In biology textbooks, the prototypical image of a neuron depicts the axon with a series of equally sized, evenly spaced pieces of myelin. However, the Arlotta lab showed in 2014 that the picture is more complicated: different types of neurons show different patterns of myelination, with varying lengths of myelin or no myelination on some segments. In the current study, the researchers delved deeper into the phenomenon of how myelination patterns might change over time.
To investigate myelin plasticity, the researchers used mouse models where specific neuron types were fluorescently labeled. They changed the animals’ sensory input by closing one eye, then tracked how the brain responded using a custom-built in vivo imaging system in the lab of collaborator and co-senior author Elly Nedivi.
“Our multicolor method enables the simultaneous visualization of both the myelin and the axons it was wrapping. This allowed us to closely track how myelin was changing over time as mice reconfigured the visual cortex as sight became deprived in one eye,” said Nedivi, who is the William R. (1964) & Linda R. Young Professor of Neuroscience at MIT, and a member of The Picower Institute for Learning and Memory and the Departments of Biology and Brain and Cognitive Sciences.
The researchers found that even though they tracked neurons that were next to each other and part of the same network, different cell types had different responses — specifically, inhibitory neurons remodeled their myelin more than excitatory neurons.
“In the inhibitory neurons, we saw a two-times increase in the number of myelin changes. Those changes can be any way you can imagine: they can be myelin segments shortening or elongating, the addition of new myelin, and also the elimination of an entire piece of myelin,” said Sung Min Yang, lead author and postdoctoral fellow in the Arlotta lab.
The unique capacity to change their myelin opens up possibilities for the neurons, Yang said: “It turns out that neurons do not move myelin around in a consistent way, as in a game of checkers where every game piece has the same move. Instead, the brain is playing chess, where different neurons — or pieces — can move in different ways. This gives the brain more choice in how to use myelin, which is a limited resource.”
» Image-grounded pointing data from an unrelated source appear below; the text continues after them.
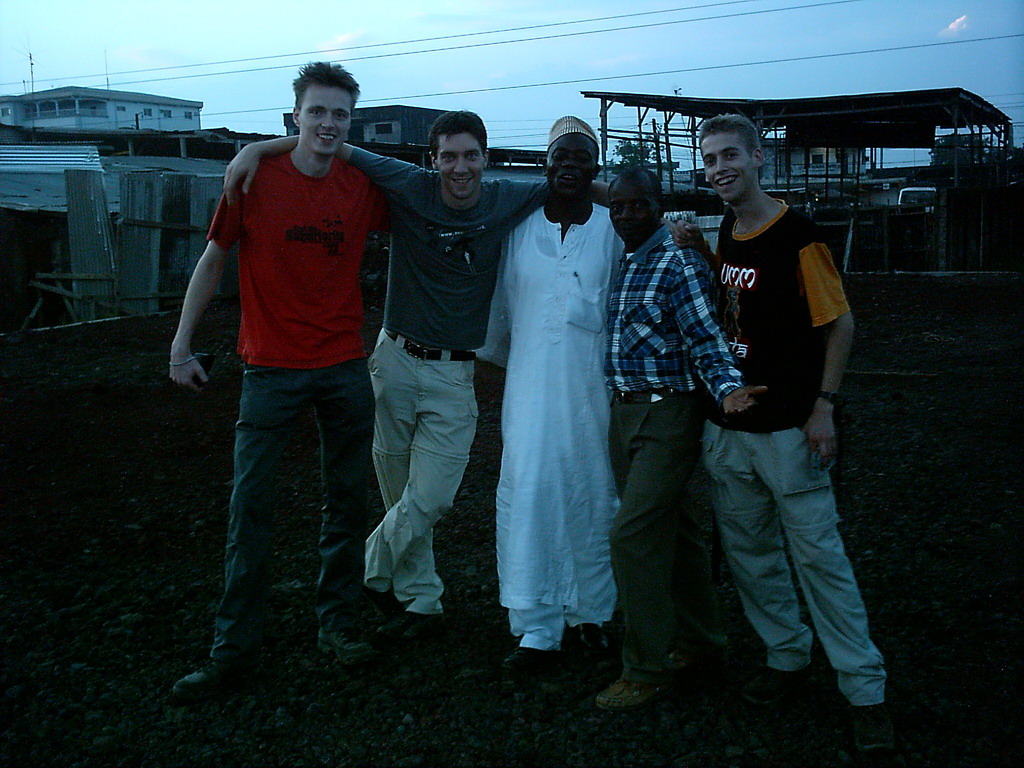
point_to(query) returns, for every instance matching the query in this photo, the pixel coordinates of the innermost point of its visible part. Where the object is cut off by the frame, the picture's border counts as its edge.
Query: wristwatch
(833, 397)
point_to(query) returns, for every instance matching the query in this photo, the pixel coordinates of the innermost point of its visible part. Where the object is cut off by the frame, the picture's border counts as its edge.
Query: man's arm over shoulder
(391, 174)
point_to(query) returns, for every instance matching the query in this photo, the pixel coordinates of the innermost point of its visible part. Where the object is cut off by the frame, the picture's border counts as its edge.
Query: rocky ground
(115, 491)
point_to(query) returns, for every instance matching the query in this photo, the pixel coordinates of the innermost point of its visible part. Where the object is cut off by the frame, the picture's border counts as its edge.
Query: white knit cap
(570, 124)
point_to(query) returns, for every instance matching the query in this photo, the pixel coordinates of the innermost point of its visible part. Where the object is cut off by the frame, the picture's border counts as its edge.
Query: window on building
(92, 107)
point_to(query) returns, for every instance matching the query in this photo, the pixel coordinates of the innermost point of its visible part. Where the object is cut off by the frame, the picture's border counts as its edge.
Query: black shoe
(216, 677)
(589, 637)
(682, 660)
(530, 660)
(412, 626)
(872, 729)
(772, 685)
(347, 648)
(385, 602)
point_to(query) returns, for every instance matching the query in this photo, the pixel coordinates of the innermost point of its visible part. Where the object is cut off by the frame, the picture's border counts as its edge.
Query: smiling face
(323, 119)
(460, 161)
(731, 167)
(634, 209)
(571, 166)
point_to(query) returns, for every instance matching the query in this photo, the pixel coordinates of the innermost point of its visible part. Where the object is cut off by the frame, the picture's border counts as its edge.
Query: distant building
(385, 125)
(96, 109)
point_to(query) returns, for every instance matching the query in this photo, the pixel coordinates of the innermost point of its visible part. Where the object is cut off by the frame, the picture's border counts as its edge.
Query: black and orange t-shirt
(778, 287)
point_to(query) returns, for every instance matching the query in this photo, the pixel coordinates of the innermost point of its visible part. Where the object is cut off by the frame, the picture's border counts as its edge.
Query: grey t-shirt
(443, 261)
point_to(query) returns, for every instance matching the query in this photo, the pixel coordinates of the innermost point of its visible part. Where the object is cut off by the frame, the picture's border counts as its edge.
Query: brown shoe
(630, 694)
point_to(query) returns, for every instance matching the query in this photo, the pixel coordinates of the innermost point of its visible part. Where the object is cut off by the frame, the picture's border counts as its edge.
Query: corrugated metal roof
(45, 192)
(48, 158)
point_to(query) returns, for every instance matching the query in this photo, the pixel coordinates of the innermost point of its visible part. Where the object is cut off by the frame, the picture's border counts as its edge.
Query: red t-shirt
(300, 244)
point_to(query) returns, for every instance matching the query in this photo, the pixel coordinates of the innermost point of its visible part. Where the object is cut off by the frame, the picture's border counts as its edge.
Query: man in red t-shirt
(301, 231)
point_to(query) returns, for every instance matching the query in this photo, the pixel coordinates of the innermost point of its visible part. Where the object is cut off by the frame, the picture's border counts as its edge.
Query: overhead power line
(688, 70)
(396, 42)
(467, 46)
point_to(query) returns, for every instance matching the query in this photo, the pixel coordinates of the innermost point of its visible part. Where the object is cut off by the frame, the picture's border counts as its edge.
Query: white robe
(556, 496)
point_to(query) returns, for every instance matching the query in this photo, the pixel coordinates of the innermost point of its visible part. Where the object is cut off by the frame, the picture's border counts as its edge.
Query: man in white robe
(556, 495)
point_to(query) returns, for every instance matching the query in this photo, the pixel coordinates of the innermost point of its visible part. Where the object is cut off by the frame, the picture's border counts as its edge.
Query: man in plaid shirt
(663, 339)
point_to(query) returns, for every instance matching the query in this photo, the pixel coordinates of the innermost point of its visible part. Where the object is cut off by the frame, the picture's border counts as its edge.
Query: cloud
(339, 42)
(955, 28)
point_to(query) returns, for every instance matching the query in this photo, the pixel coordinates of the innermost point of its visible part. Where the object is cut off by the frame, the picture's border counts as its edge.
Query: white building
(97, 109)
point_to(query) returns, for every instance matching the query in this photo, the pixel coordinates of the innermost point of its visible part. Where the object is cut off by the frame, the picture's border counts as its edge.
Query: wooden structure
(132, 263)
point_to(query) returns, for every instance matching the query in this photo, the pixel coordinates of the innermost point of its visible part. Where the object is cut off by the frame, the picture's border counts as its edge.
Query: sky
(519, 64)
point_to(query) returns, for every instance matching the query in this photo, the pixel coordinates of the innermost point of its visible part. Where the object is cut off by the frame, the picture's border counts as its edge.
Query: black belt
(649, 395)
(430, 353)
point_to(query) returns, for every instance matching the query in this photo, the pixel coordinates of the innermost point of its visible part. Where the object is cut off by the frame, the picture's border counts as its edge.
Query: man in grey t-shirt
(446, 232)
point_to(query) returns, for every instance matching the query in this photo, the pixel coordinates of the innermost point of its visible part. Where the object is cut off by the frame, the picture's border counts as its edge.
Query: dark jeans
(271, 399)
(658, 553)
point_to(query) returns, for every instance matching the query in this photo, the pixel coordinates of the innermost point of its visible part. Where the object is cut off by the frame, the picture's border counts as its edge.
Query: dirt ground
(114, 505)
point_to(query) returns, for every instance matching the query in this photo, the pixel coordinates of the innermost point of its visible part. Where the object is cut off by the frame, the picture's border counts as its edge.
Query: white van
(918, 197)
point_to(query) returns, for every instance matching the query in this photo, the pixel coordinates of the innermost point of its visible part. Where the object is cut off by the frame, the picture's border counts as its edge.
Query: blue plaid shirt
(662, 327)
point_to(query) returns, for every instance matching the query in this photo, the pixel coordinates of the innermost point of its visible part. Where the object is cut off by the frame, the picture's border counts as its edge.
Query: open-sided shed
(850, 124)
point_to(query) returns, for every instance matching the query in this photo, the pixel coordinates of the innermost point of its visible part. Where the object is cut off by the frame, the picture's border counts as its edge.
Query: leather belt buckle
(430, 353)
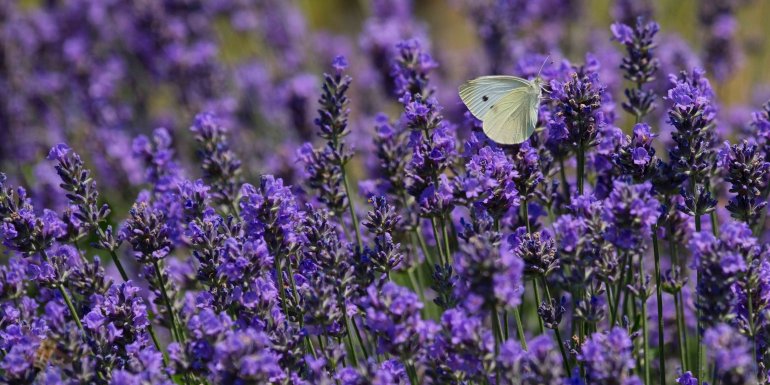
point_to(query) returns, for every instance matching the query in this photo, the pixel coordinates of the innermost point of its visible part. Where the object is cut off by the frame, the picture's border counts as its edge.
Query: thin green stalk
(659, 294)
(66, 297)
(645, 333)
(360, 339)
(351, 345)
(71, 307)
(447, 249)
(520, 328)
(437, 238)
(681, 331)
(171, 314)
(563, 175)
(411, 372)
(700, 351)
(581, 167)
(537, 303)
(564, 356)
(114, 256)
(497, 330)
(279, 279)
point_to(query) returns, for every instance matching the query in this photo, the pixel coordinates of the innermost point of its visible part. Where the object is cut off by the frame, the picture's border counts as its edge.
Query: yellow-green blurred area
(451, 30)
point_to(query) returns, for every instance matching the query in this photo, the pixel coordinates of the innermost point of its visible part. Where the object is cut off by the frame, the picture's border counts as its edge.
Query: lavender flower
(731, 353)
(639, 65)
(221, 167)
(747, 173)
(393, 316)
(631, 213)
(692, 116)
(608, 358)
(637, 158)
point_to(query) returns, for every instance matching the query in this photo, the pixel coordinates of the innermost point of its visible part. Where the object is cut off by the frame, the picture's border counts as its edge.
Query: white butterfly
(507, 106)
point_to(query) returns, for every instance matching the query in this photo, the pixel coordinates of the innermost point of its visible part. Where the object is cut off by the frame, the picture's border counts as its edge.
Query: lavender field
(293, 192)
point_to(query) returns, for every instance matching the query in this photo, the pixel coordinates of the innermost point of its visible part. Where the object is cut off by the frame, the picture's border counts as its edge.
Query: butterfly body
(506, 105)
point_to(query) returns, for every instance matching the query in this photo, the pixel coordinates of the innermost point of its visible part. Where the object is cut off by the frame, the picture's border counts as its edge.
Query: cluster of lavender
(586, 255)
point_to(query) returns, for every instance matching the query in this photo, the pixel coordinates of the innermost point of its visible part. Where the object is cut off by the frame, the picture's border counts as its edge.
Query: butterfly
(506, 105)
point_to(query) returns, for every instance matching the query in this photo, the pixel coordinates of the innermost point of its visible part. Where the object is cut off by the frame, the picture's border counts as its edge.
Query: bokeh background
(97, 73)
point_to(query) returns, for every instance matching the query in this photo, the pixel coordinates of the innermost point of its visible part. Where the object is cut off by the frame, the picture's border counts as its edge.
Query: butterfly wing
(513, 118)
(481, 94)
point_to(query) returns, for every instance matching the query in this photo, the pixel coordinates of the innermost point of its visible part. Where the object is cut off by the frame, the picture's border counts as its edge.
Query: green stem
(71, 307)
(351, 345)
(563, 351)
(172, 317)
(645, 332)
(114, 256)
(537, 303)
(442, 256)
(352, 207)
(581, 167)
(681, 331)
(65, 296)
(360, 339)
(563, 175)
(520, 328)
(659, 294)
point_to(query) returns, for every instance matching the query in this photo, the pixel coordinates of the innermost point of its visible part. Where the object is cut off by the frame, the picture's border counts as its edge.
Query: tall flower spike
(637, 158)
(731, 354)
(747, 173)
(720, 262)
(81, 192)
(221, 167)
(631, 212)
(608, 357)
(411, 70)
(692, 115)
(639, 65)
(381, 222)
(325, 167)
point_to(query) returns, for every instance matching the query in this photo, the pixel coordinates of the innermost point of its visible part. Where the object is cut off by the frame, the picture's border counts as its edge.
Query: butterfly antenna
(543, 65)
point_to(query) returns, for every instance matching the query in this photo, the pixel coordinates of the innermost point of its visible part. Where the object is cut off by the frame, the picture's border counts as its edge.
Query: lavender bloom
(145, 368)
(325, 167)
(631, 213)
(527, 170)
(747, 173)
(147, 232)
(221, 167)
(637, 157)
(21, 229)
(81, 189)
(411, 70)
(245, 356)
(381, 222)
(692, 116)
(330, 276)
(639, 65)
(489, 182)
(462, 348)
(393, 316)
(687, 379)
(487, 275)
(731, 353)
(719, 262)
(578, 117)
(722, 54)
(433, 150)
(537, 250)
(607, 357)
(540, 365)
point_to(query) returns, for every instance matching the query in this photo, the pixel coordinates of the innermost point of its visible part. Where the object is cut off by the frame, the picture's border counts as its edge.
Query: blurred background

The researchers also found that neurons did not necessarily have to produce new myelin, but could reuse and reshape what they already had in order to respond.
“We have discovered a fundamental property of the brain that opens the window to conceptualizing how the organ maximizes its power and optimizes its function. The dynamic distribution of myelin is yet another level of mechanism that the brain uses to diversify its response to a given stimulus — the endless combinations can enable a more complex, even surprising outcome,” Arlotta said.
Based on the findings, the researchers can now investigate how myelin plasticity plays a role in other contexts, including disease.
“We hope to be able to investigate myelin pathology in human brain organoid models, which can be generated from patients or engineered to contain specific mutations associated with myelin abnormalities, in order to better understand the disease mechanisms,” Arlotta said.
This research was supported by the Stanley Center for Psychiatric Research at the Broad Institute of MIT and Harvard, the National Institute of Mental Health, the National Institutes of Health, and the JPB Foundation.